城の西方面を歩く。森忠政が美濃から伴ってきた職人の住む町だった美濃町!鍛冶のいた鍛冶町!武家屋敷のあった田町!小姓のいた小性町
美濃町界隈
早朝の静けさ。
  ケンコウ牛乳
地元業者?!イラストはキンタロウ
さんかな?

 吉井川の河川敷に降りて、川沿いに津山城方面に戻る。早朝だけど、早歩きで散歩する人が結構いた。

今津屋橋の下の津山城アート


 津山城の南を流れる吉井川と東を流れる宮川の合流点にたどり着く。
これもまた博物館で教わったけど、ここは追い回し河原といって、昔はもっと広い敷地で、馬場だったらしい。

追い回し河原
馬場跡。

 この空間をできるだけわかり易く撮影しようと川と川の合流地点の端ギリギリまで下がっていると、シャカシャカという音が近づいてくる。デジカメから顔を離すと、上下にウインドブレーカーを着たおばちゃんが機械的な動きでまっすぐ私に向かってくる。止まってくれる様子がないので思わず逃げた。おばちゃんは先ほどまで私がいた場所にトンと足を踏み込んでクルッとUターンして、またシャカシャカとまっすぐに去って行った。津山には不思議がいっぱい!(・・;)
 「この河川敷から宮川のほうにも歩いていけるのかなぁ…。」と、宮川方面に降りてゆくと、ギリギリ人が一人通れそうな暗がりからいきなり別のウインドブレーカーおばちゃんが出現!!めちゃめちゃ驚いた。
私はどうやら朝の散歩人たちの邪魔になるので退散!
津山城方面に戻ろう。河川敷を登って宮川にかかる橋を渡っていくと、東大番所跡があった。

東大番所跡 
出雲街道の東西二ケ所の入口ににおかれた番
所の東のほう。番兵が常駐していた。

 いったんホテルに戻って靴を脱ぐと、足から血が出てストッキングが赤く染まっている。床にも血痕。
「ナンジャコラァアアアア!!!」Σ(゜□゜;
足が冷たくてどこから出血しているかも感覚が無く、「ま、いっか。」と足を洗って再び外出。
 

 また津山城跡に登った。
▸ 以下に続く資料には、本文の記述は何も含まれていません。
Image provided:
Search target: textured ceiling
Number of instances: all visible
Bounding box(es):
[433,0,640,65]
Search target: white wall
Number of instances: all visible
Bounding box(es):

発掘なさってる方に最新情報を含む色々なお話を伺うことができた。

切手門跡
 この石段の下には初期の頃のスロープ
状の石段が埋まっている模様。
多門櫓の雨落溝
このU字の溝石は加工のしやすい豊島(てしま)
石でサイズも岡山城と同じ規格とのこと。
既製品を購入したということか…。
長櫓石垣の端の下方
ちょうど発掘中で、土の中の石垣の様子も判っ
た。土に隠れていた石垣部分はラインをきれい
にする仕事をしていなかったらしく荒い。
  隠し部屋?!
外から梯子をかけて出入りした隠し部屋チック
な場所。(三角形部分)

 お昼にはハナちゃんとしまちゃんとお昼ごはん。ハナちゃんを見つけて駆け寄ったら、足がブリブリッと音を立てた。Σ(゜□゜;ス、ストッキングの足先に穴があいた!!!
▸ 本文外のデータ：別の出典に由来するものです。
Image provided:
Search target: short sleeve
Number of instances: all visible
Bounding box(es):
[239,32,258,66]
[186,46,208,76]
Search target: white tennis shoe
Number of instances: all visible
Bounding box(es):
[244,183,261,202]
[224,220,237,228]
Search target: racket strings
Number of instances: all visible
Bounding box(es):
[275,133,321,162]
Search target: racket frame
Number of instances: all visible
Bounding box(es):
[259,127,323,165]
 お店に着くとハナちゃんとしまちゃんがお土産をくれた。ただでさえお世話になる一方なのに…(;_;)。いただいたのは、市販のカレー粉一生分と、ホルモンうどんに使うとよい焼き肉のタレと、二代目の森長継の造った衆楽園にちなむ和菓子「衆楽雅藻」。
 この後は人前で靴をぬぐ予定があるのでストッキングに穴が開いていては(しかも、また血痕つき)一大事と一足先に食事を終えてホテルに走って足に絆創膏を貼り、ストッキングを履き替えた。

 ハナちゃんしまちゃんと別れて、私は古文書を読ませていただくために人様のお宅にお邪魔する。玄関で恐る恐る靴を脱ぐと、足の出血問題無し!ストッキング問題無し!よかった!!
 JR津山駅の出発時間ギリギリまでもお邪魔して森家の話で盛り上がり、車で駅まで送っていただく。
 一人に戻って急に寂しい気持ちに襲われつつ、いざキャリーバッグを抱えあげて岡山行きの4番ホームまで行こうとすると、自分への土産(お酒とか森家資料とかカレー粉とか)で、ありえないほど異様にキャリーバッグが重くなっているのにビックリ!!!そもそもキャリーバッグそのものが荷物でパンパンになって丸く変形してんじゃないカッ!!!
Σ(゜□゜;
フンガー!!!と荷物を抱えて、階段を上り下り。すでにホームに停車していた列車に乗り込む。

 ああ、今回も朝から夜まで本当に楽しいことこの上ない旅だった。素敵な出会いもいっぱいあったし、すべては私の一生の宝。
津山のみなさま、どうもお世話になりました。繭さんもありがとう。